Konstrukcja obiektu będzie się składała z trzech elementów. Pierwszy z nich to budynek dawnej kuźni, gdzie przede wszystkim znajdzie się część administracyjna. Jak mówi Dawid Sołtys, kierownik robót z firmy Anna-Bud, ten obiekt został już przykryty tymczasowym dachem, trwają prace wewnątrz.
– Ukończyliśmy już tynkowanie ścian na pierwszej kondygnacji, czyli na parterze. W przyszłym tygodniu planujemy wejść z tynkami na drugą kondygnację, czyli na pierwsze piętro, i wykończymy lica ścian – opisuje.
Scena i widownia już są
Powstaje także nowa część, czyli wieża sceniczna. Jak mówi Dawid Sołtys, tu prace także są zaawansowane.
– Cała będzie wykonana w technologii żelbetowej. Wyszliśmy już z ziemi, niebawem będziemy wychodzić ponad kondygnację parteru.

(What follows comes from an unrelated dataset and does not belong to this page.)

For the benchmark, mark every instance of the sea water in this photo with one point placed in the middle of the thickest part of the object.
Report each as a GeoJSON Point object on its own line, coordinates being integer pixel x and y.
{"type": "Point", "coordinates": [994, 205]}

W najbliższym czasie będziemy realizować prace konstrukcyjne, polegające na ukończeniu tej części – dodaje.
Wieża będzie stanowiła zaplecze dla sceny, ale będzie tu także łącznik dawnej kuźni, czyli budynku administracyjnego, z dworem starościńskim, w którym będą się znajdowały sceny. Właśnie w dawnym dworze obecnie widać najwięcej zmian. Dawid Sołtys mówi, że udało się zakończyć szkielet żelbetowy.

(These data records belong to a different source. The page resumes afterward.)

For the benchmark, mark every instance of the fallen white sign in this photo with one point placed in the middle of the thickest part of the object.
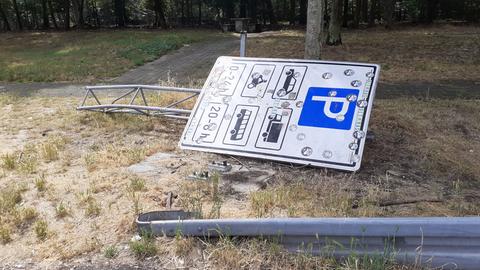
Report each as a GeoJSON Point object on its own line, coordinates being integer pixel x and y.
{"type": "Point", "coordinates": [299, 111]}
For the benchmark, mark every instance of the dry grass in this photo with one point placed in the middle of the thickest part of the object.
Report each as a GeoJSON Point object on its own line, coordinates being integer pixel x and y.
{"type": "Point", "coordinates": [85, 55]}
{"type": "Point", "coordinates": [421, 149]}
{"type": "Point", "coordinates": [411, 54]}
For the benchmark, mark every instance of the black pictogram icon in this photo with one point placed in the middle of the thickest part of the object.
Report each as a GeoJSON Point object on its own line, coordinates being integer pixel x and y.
{"type": "Point", "coordinates": [257, 79]}
{"type": "Point", "coordinates": [243, 117]}
{"type": "Point", "coordinates": [274, 127]}
{"type": "Point", "coordinates": [290, 82]}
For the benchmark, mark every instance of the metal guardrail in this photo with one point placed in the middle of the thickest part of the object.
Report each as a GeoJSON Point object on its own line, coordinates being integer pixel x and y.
{"type": "Point", "coordinates": [135, 92]}
{"type": "Point", "coordinates": [448, 243]}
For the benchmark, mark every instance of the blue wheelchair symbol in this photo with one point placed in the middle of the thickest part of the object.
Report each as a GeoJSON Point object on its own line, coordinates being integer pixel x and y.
{"type": "Point", "coordinates": [329, 108]}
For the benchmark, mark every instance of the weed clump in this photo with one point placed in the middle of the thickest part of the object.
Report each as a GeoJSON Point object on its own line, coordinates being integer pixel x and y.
{"type": "Point", "coordinates": [145, 247]}
{"type": "Point", "coordinates": [9, 162]}
{"type": "Point", "coordinates": [41, 229]}
{"type": "Point", "coordinates": [61, 210]}
{"type": "Point", "coordinates": [41, 183]}
{"type": "Point", "coordinates": [5, 235]}
{"type": "Point", "coordinates": [111, 252]}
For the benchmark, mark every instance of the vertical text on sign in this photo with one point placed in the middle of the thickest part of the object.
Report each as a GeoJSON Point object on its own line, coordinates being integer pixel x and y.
{"type": "Point", "coordinates": [207, 128]}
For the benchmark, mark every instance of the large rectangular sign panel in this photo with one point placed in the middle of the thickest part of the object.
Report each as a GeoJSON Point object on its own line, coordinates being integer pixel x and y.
{"type": "Point", "coordinates": [299, 111]}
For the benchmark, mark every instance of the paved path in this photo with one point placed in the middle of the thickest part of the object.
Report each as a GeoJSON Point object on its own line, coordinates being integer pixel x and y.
{"type": "Point", "coordinates": [188, 63]}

– Podpory, które trzymały ściany zewnętrzne zostały zdemontowane i konstrukcja ściany zewnętrznej jest obecnie samonośna. Konstrukcja stalowa dachu też została ukończona – wymienia.
Być może jeszcze w tym roku ekipa zajmie się poszyciem dachu, ale to będzie zależało od dostępności materiałów, a Dawid Sołtys nie ukrywa, że jest z tym problem.
– Nie jest tajemnicą, że są braki na rynku, a także zwiększone są ceny materiałów, co wpływa na tempo prac – zauważa.
Jest już wykonany strop, który będzie dzielił dużą salę od małej. Powstają kolejne elementy dużej sceny, jest już widownia.
– Widać proscenium z zapadnią sceniczną, dalej główną kieszeń sceny. Będzie tam m.in. podnośnik techniczny, który będzie służył do obsługi przedstawienia, akcesoriów teatralnych – opisuje Dawid Sołtys.
Problemy z materiałami i cenami
Widownia dużej sceny ma pomieścić 158 widzów, natomiast małej – 77 osób. Pomieszczenie, w którym będzie się znajdowała ta druga – także już jest.
Niestety już teraz wiadomo, że planowany termin zakończenia prac, czyli czerwiec 2023 roku jest zagrożony. Dawid Sołtys mówi, że będzie opóźnienie, ale za wcześnie określić, jakie.
– Dziś nie możemy mówić, ile ono wyniesie, ponieważ termin oddania jest jeszcze odległy. Natomiast sytuacja geopolityczna, wojna w Ukrainie, wpływa na dostępność materiałów i siły roboczej, co wpłynie także na końcowy termin oddania tej inwestycji – wyjaśnił.
Anna-Bud będzie renegocjonowała umowę, co oznacza, że miasto będzie musiało dołożyć więcej pieniędzy do budowy siedziby „Kubusia”. Ale jak mówi Dawid Sołtys, jest to konieczność. Pokazuje, jak zmieniły się ceny materiałów konstrukcyjnych, jak stal i beton.
– Cena stali od dnia podpisania umowy wzrosła niemal dwukrotnie, natomiast ceny betonu wzrastały liniowo co miesiąc, dziś jest droższy o 40-50 proc., niż to było założone w kosztorysie – podkreśla.
Pierwotna wartość inwestycji wynosiła ponad 37 mln zł.